Vodafone hits out at EU plan to regulate roaming
Vodafone condemned European Union proposals to regulate international mobile phone roaming rates yesterday and said the price caps set roaming charges higher than some of its existing packages.
Vodafone's roaming service "Passport" has 7.2 million members after launching little more than a year ago. Those customers will be charged, for example, only 75p to make a 10-minute call while abroad, dependent on their mobile phone package. Under the EU proposals unveiled yesterday, users will be charged about €0.49 (34p) a minute, so the same call would prove much more costly.
Yet under the revised EU roaming proposals, Vodafone's Passport is deemed illegal. Viviane Reding, the EU commissioner for media and information, plans to cap roaming charges at the wholesale and retail levels.
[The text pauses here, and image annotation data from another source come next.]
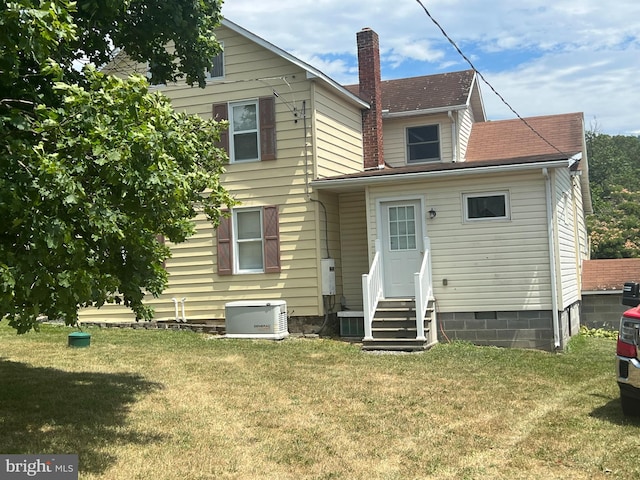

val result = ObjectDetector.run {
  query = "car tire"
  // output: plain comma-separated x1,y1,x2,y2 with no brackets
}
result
620,394,640,417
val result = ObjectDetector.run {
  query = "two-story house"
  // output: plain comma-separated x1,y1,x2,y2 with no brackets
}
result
81,20,591,350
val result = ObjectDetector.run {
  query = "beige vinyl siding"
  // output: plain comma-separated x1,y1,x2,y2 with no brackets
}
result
313,84,363,178
383,113,453,167
340,192,369,310
367,172,551,312
82,23,330,320
553,168,580,310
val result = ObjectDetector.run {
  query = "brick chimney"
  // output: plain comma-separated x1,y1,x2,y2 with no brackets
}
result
356,28,384,170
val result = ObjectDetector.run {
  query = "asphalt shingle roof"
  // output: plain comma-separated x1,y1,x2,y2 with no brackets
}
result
345,70,474,114
466,113,584,162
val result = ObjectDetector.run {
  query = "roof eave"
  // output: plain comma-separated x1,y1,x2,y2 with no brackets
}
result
382,104,467,119
311,159,568,190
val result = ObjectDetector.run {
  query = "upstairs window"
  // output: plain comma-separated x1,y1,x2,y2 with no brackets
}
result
229,102,260,162
207,42,224,80
213,97,276,163
463,192,510,221
407,125,440,163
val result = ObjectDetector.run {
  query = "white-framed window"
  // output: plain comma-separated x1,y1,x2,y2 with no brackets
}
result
229,100,260,163
207,42,224,80
406,125,440,164
216,205,281,275
462,191,511,222
388,205,417,251
233,208,264,273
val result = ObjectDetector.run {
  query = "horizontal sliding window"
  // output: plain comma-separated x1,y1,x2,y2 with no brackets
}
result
463,192,511,221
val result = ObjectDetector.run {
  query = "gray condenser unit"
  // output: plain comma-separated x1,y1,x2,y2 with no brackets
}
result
224,300,289,340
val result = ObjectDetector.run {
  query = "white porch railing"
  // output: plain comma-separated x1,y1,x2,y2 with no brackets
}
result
362,240,382,340
413,237,433,340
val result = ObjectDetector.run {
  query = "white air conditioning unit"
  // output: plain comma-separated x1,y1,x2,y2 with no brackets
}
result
224,300,289,340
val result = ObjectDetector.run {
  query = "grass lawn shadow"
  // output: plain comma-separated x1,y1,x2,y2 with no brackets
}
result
0,358,163,473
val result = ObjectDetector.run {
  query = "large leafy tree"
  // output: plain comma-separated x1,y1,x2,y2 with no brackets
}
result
0,0,234,332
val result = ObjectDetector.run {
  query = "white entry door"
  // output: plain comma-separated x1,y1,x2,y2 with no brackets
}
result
380,200,424,298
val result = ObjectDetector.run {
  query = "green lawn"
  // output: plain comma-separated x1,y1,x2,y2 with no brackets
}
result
0,322,640,480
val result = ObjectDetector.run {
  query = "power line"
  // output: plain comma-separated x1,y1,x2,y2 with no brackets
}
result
416,0,567,155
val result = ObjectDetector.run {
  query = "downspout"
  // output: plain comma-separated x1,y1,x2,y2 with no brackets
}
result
447,110,458,163
302,95,333,335
542,167,560,348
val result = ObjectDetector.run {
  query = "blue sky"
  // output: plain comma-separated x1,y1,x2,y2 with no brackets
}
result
222,0,640,135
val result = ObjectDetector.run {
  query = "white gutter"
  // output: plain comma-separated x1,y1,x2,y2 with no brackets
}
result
542,167,560,348
311,160,567,188
382,105,467,118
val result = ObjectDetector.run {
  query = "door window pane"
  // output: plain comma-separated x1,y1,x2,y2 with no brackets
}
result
389,205,416,251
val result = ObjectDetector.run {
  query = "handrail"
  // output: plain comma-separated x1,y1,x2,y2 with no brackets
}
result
362,239,382,340
413,237,433,340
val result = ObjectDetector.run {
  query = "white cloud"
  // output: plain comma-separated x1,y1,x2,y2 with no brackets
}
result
223,0,640,133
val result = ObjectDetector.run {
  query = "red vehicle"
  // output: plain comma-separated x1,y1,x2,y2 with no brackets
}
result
616,283,640,416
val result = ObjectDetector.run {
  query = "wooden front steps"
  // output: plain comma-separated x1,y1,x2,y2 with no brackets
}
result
362,298,433,351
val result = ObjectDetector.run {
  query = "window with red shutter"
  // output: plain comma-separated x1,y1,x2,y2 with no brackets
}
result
260,97,276,160
263,205,280,273
217,205,281,275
However, mobile phone users making calls while abroad may have to wait until early 2008 to benefit from the regulatory action.
A Vodafone spokesman said: "This politically inspired move is ill-thought out and arbitrary. We believe customers have been forgotten in internal EU politics. The EU is meant to protect us from 'arbitrary and unjustified regulation'."
Mobile phone companies have frantically reduced roaming charges significantly over the past few months to avert onerous EU regulation. Vodafone's Passport was launched before the EU started investigating roaming.
The GSM Association said price cuts would bring down the average cost of a roaming call in the EU by 40 per cent. It agreed that the proposals "would do significant damage to the European roaming market and are not in the interests of consumers".